Protobuf vs JSON: The Compression Test That Changed My Mind
A few days back I was debating with a friend about REST vs gRPC in the context of client-server communication over the Internet. Where I was in favour of gRPC. During our debate, I jumped quickly to say protobuf are more optimised than JSON because they omit unwanted data. To which my friend replied that we don’t transfer plain JSON over the network anymore we always gzip them before sending them. He explained further, that all the optimisation that gRPC does is lost when we gzip the data. I couldn’t continue to argue my point because I didn’t have enough data to prove my point. Thus I decided to run an experiment to compare the size after gziping JSON vs Protobuf.

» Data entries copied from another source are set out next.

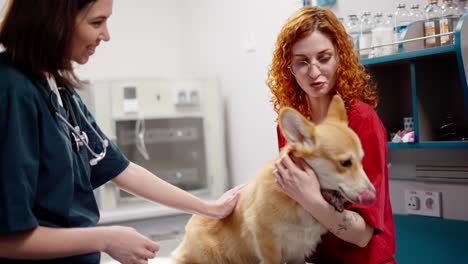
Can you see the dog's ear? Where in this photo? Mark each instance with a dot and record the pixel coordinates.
(337, 110)
(298, 131)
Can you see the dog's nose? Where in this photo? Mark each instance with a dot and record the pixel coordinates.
(366, 197)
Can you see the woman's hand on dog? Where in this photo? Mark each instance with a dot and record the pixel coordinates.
(298, 180)
(225, 204)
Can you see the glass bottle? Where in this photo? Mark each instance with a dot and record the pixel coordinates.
(462, 7)
(390, 22)
(432, 13)
(402, 20)
(382, 34)
(448, 21)
(415, 13)
(365, 38)
(353, 29)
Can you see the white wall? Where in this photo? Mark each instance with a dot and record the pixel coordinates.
(144, 42)
(170, 38)
(234, 41)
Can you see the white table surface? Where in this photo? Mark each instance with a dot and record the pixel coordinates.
(157, 260)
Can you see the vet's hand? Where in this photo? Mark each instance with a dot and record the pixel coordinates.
(127, 246)
(225, 204)
(297, 179)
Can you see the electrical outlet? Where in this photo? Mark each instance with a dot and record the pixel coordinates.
(431, 203)
(412, 201)
(426, 203)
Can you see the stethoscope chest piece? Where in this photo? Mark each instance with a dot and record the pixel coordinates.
(78, 139)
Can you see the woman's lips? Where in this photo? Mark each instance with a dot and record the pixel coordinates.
(91, 51)
(317, 85)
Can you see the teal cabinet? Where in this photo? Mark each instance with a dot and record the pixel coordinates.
(427, 84)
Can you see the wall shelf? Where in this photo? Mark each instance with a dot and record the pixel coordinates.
(430, 85)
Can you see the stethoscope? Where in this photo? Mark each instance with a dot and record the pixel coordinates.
(78, 138)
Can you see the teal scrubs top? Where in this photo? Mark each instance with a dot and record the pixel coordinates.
(43, 181)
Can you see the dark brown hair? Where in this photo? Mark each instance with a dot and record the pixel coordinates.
(37, 36)
(352, 80)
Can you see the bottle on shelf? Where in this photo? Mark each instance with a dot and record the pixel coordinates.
(448, 21)
(382, 34)
(390, 22)
(432, 12)
(415, 13)
(462, 7)
(353, 28)
(365, 37)
(402, 20)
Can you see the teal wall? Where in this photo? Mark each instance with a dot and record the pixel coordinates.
(422, 239)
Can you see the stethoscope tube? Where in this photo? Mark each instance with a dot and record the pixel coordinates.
(80, 137)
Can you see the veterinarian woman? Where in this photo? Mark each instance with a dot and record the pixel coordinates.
(313, 60)
(47, 209)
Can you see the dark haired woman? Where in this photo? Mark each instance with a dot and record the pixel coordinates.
(48, 211)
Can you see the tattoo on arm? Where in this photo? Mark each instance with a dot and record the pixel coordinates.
(349, 218)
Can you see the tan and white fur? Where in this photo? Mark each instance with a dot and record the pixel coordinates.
(269, 227)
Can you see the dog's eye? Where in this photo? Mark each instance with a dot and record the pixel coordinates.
(346, 163)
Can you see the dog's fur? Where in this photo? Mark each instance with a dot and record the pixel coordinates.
(267, 226)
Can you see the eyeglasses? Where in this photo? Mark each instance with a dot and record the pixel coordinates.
(302, 67)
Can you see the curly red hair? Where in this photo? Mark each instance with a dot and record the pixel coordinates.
(352, 80)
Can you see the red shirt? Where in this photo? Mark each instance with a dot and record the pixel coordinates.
(365, 122)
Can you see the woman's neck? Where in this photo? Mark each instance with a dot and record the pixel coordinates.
(318, 108)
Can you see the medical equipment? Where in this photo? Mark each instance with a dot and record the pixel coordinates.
(78, 138)
(172, 127)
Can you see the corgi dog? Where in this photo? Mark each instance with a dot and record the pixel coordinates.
(269, 227)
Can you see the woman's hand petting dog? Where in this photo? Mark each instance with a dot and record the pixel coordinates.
(297, 179)
(225, 204)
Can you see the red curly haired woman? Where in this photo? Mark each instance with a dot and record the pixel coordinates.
(313, 60)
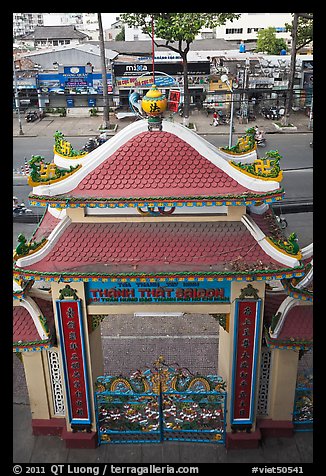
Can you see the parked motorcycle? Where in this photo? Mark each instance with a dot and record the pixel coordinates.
(260, 138)
(31, 116)
(223, 118)
(21, 210)
(282, 221)
(261, 142)
(272, 112)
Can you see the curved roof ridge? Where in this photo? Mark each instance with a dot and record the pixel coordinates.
(130, 135)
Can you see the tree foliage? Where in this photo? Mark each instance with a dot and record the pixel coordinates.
(178, 30)
(304, 30)
(176, 27)
(268, 43)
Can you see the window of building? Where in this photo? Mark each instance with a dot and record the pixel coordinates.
(252, 30)
(232, 31)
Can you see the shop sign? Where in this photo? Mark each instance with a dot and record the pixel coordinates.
(137, 69)
(157, 290)
(145, 81)
(71, 331)
(174, 101)
(245, 357)
(85, 84)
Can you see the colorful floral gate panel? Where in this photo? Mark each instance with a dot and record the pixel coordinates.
(166, 403)
(303, 412)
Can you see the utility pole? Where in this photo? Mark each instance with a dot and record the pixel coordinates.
(289, 93)
(106, 120)
(17, 102)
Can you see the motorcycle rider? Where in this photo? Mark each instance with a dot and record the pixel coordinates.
(215, 119)
(259, 135)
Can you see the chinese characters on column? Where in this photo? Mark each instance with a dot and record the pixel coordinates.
(245, 352)
(73, 353)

Since I was in the process of learning go language from scratch, I decided to use it for this experiment.
Code
var UserCounts = [...]int{1, 10, 100, 1000, 10000, 100000, 1000000}
func main() {
names := readUsername(usernamesFile)
usersList := UsersProto{
Users: []*UserProto{},
}
writer := tabwriter.NewWriter(os.Stdout, 0, 0, 1, ' ', tabwriter.Debug)
fmt.Fprintln(writer, "Users\tJSON Size\tGzipped JSON Size\tJSON Gzip size % \tProto Size\tGzipped Proto Size\tProto Gzip size %\tGzip Diff (JSON - Proto)")

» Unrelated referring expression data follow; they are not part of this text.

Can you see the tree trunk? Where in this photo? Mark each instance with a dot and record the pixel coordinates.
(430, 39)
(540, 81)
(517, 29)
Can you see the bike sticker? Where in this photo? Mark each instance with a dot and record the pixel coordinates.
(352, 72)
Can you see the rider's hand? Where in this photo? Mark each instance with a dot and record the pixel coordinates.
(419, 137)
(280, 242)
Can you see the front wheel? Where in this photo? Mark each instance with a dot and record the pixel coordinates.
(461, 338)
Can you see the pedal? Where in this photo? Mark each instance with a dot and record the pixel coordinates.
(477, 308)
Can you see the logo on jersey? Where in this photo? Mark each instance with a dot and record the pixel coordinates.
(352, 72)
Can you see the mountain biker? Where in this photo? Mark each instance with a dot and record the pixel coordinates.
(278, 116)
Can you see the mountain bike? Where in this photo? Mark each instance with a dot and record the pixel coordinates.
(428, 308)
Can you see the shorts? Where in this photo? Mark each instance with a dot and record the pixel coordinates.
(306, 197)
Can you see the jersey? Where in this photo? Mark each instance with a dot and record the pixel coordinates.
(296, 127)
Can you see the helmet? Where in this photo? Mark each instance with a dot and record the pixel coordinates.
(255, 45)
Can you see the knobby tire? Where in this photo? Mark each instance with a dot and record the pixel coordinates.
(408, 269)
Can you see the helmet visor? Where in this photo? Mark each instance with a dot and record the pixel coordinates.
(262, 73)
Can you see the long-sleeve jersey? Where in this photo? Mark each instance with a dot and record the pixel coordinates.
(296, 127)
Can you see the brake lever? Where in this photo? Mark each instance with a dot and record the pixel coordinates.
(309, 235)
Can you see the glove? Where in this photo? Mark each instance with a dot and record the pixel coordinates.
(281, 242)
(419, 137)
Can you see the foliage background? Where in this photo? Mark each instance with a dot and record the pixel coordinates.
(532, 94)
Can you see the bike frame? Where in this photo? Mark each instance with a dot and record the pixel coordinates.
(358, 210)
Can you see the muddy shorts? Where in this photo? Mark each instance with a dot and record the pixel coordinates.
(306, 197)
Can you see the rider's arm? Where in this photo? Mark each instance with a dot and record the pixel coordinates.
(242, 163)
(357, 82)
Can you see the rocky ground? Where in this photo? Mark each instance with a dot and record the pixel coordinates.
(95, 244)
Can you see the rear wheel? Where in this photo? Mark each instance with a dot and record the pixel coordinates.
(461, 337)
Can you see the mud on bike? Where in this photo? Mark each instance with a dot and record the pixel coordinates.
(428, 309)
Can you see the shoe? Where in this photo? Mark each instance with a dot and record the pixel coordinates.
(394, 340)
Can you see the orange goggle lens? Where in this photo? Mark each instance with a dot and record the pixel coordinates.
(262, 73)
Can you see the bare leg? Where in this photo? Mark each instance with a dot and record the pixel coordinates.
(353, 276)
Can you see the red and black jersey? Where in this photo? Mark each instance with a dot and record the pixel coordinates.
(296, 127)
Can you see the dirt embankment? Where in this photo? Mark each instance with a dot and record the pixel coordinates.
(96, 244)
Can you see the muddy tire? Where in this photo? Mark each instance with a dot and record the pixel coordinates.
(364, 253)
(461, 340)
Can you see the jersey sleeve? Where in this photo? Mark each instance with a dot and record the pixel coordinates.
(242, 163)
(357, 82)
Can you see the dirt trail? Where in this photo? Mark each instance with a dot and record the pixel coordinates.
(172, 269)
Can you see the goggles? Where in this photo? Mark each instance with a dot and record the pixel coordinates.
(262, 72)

for _, num := range UserCounts {
for i := 0; i < num; i++ {
name := names[rand.IntN(len(names))]
user := UserProto{
Name: name,
Age: rand.Int32N(91) + 10,
Email: fmt.Sprintf("%s@gmail.com", name),
}
usersList.Users = append(usersList.Users, &user)
}
jsonData, _ := json.Marshal(usersList)
protData, _ := proto.Marshal(&usersList)
gzippedProtoSize := gzipDataAndReturnSize(protData)

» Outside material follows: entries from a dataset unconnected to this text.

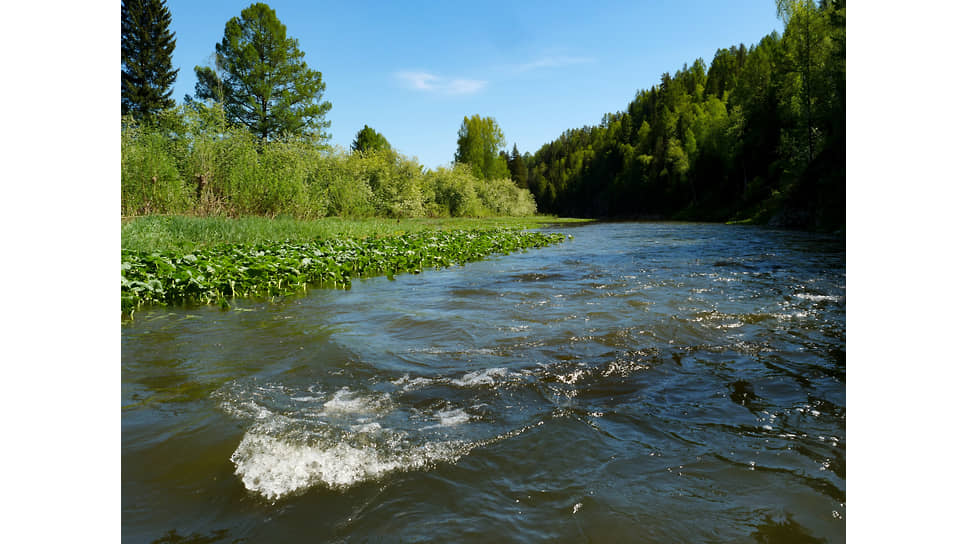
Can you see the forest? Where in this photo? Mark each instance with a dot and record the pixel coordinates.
(758, 135)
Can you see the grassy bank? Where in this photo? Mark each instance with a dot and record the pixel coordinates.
(215, 274)
(186, 233)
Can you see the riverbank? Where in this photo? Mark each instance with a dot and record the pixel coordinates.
(166, 260)
(188, 233)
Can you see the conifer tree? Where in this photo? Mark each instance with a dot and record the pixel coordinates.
(368, 139)
(261, 79)
(147, 44)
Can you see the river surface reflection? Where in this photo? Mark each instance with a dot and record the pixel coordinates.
(647, 382)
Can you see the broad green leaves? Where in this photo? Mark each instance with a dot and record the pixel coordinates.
(279, 268)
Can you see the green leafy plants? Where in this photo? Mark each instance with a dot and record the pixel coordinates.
(215, 274)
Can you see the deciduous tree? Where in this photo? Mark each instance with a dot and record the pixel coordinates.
(479, 143)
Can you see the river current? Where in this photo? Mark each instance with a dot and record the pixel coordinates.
(640, 382)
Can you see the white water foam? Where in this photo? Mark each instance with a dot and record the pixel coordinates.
(816, 298)
(449, 418)
(481, 377)
(274, 467)
(297, 440)
(346, 402)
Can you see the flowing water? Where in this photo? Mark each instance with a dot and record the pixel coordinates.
(642, 382)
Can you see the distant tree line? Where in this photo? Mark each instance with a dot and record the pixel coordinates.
(757, 135)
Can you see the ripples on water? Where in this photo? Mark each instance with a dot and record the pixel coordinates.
(642, 382)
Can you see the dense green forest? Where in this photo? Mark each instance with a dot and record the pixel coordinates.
(758, 135)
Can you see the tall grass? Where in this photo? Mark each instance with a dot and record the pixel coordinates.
(190, 161)
(169, 233)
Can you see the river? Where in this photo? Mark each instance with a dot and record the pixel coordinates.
(641, 382)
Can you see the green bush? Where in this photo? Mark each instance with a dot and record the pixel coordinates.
(192, 161)
(150, 181)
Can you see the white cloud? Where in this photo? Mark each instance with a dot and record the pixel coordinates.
(552, 62)
(423, 81)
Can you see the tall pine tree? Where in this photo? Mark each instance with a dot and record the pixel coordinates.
(147, 44)
(262, 80)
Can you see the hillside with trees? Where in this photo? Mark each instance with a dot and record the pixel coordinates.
(758, 135)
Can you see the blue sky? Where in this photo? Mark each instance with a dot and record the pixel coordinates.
(412, 70)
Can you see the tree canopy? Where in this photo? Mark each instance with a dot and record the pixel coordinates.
(368, 139)
(479, 144)
(147, 44)
(261, 79)
(758, 135)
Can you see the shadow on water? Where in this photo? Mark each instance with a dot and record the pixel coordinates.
(783, 532)
(172, 537)
(642, 382)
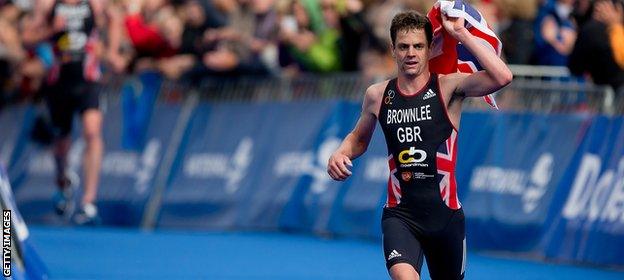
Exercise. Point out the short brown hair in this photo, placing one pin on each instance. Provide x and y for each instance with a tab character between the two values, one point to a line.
409	20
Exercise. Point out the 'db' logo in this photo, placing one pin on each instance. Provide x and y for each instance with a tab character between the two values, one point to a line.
406	176
388	99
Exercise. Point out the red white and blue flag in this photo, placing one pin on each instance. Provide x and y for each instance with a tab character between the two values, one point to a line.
447	54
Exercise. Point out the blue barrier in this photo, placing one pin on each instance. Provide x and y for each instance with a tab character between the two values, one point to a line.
126	176
25	262
548	185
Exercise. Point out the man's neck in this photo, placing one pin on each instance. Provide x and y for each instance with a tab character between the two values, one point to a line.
411	84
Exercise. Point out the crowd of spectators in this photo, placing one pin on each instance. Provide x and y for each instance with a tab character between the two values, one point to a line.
189	40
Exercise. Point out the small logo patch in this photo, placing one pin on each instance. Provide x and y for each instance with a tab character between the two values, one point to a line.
406	176
429	94
393	255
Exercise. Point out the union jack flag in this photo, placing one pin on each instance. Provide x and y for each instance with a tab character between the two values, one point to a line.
394	188
446	157
447	54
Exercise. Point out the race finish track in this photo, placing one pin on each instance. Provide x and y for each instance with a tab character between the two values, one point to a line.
109	253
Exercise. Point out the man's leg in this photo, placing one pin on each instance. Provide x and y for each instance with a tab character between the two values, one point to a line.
61	149
446	251
402	251
403	271
92	158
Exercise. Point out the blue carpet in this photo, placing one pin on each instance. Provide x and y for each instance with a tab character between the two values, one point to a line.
105	253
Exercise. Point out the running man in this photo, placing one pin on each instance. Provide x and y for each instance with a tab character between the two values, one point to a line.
419	113
70	27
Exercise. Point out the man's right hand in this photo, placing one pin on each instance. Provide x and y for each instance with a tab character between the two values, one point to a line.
337	166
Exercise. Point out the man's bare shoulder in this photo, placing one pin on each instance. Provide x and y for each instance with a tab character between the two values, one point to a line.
449	82
375	91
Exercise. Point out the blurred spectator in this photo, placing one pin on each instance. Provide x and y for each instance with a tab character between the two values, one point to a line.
612	15
515	29
307	43
594	55
240	46
355	33
555	33
378	60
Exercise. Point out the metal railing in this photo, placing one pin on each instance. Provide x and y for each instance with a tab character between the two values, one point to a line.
541	89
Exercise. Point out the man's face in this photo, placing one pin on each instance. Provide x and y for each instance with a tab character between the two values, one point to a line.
411	51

gzippedJsonSize := gzipDataAndReturnSize(jsonData)
jsonReduction := float64(gzippedJsonSize) / float64(len(jsonData)) * 100
protoReduction := float64(gzippedProtoSize) / float64(len(protData)) * 100
diff := gzippedJsonSize - gzippedProtoSize
fmt.Fprintf(writer, "%d\t%s\t%s\t%.0f%%\t%s\t%s\t%.0f%%\t%s\n",
num,
humanReadableSize(len(jsonData)),
humanReadableSize(gzippedJsonSize),
jsonReduction,
humanReadableSize(len(protData)),
humanReadableSize(gzippedProtoSize),
protoReduction,
humanReadableSize(diff),
)
}
writer.Flush()
}
// gzipDataAndReturnSize gzips the input data and return the len of the data
func gzipDataAndReturnSize(data []byte) int {
var buf bytes.Buffer
gw := gzip.NewWriter(&buf)
gw.Write(data)
gw.Close()
return buf.Len()
}
// humanReadableSize returns a human-readable size string.
// e.g. 1024 -> 1 KB
// e.g. 1048576 -> 1 MB
func humanReadableSize(bytes int) string {
}
// readUsername returns a array of dummy username
func readUsername(fileName string) []string {
}
I have intentionally kept only the important parts of the code and removed some not so important code. The full code can be found here.
In the above program, we are creating a list of user objects with fields name, age and email address. We pick a user name at random and use that in the name and email address fields. Once we have the data ready, we marshal them into JSON and proto, and then gzip them and print out the result.
We do this from 1 to 1000000 times with multiples of 10.
Result
Users | JSON Size | Gzipped JSON Size | JSON Gzip size % | Proto Size | Gzipped Proto Size | Proto Gzip size % | Gzip Diff (JSON - Proto) |
1 | 75B | 85B | 113% | 40B | 55B | 138% | 30B |
10 | 673B | 232B | 34% | 398B | 216B | 54% | 16B |
100 | 6.3KB | 1.4KB | 22% | 3.7KB | 1.4KB | 37% | 12B |
1000 | 62.5KB | 11.8KB | 19% | 36.5KB | 12.3KB | 34% | 542B |
10000 | 624.9KB | 115.7KB | 19% | 364.3KB | 121.7KB | 33% | -6.0KB |
100000 | 6.1MB | 1.1MB | 18% | 3.6MB | 1.2MB | 33% | -60.7KB |
1000000 | 61.1MB | 11.3MB | 18% | 35.7MB | 11.9MB | 33% | -603.8KB |
Observation
- When we have really small data, the gzipped size increases instead of decreasing. This is because, when data is gzipped it adds some additional metadata which will be used to decompress it. Here these metadata cause the size of the data to increase instead of decrease because the size of the data in itself is less.
- JSON compression is far more efficient than proto as the compressed size ratio is consistently better than protos gzipped data. EG: for 10 users the JSON size is 637B and gzipped size is 226B which is 35% of the original data. But in the same place for proto the gziped size is 37% of the original data.
- As the size of the data increases, the gziped sized of both proto and JSON remains consistent with minor difference.
The experiment was conducted for a list of Users. Which will have keys like “Name”, “Age” & “Email” repeated the same number of times as users. This must be making JSON more efficient. The real-world data will be different with limited key repetition thus the results could vary as well.
Conclusion
When we talk about REST vs gRPC in the context of client-server communication, where the client could be a mobile device which could face latency issues. The payload size advantage of gRPC making it faster doesn’t hold true because in today’s day and age gzip has become standard when sending data over the internet. However, there would be several other advantages that gRPC would provide over REST which is a topic for another day.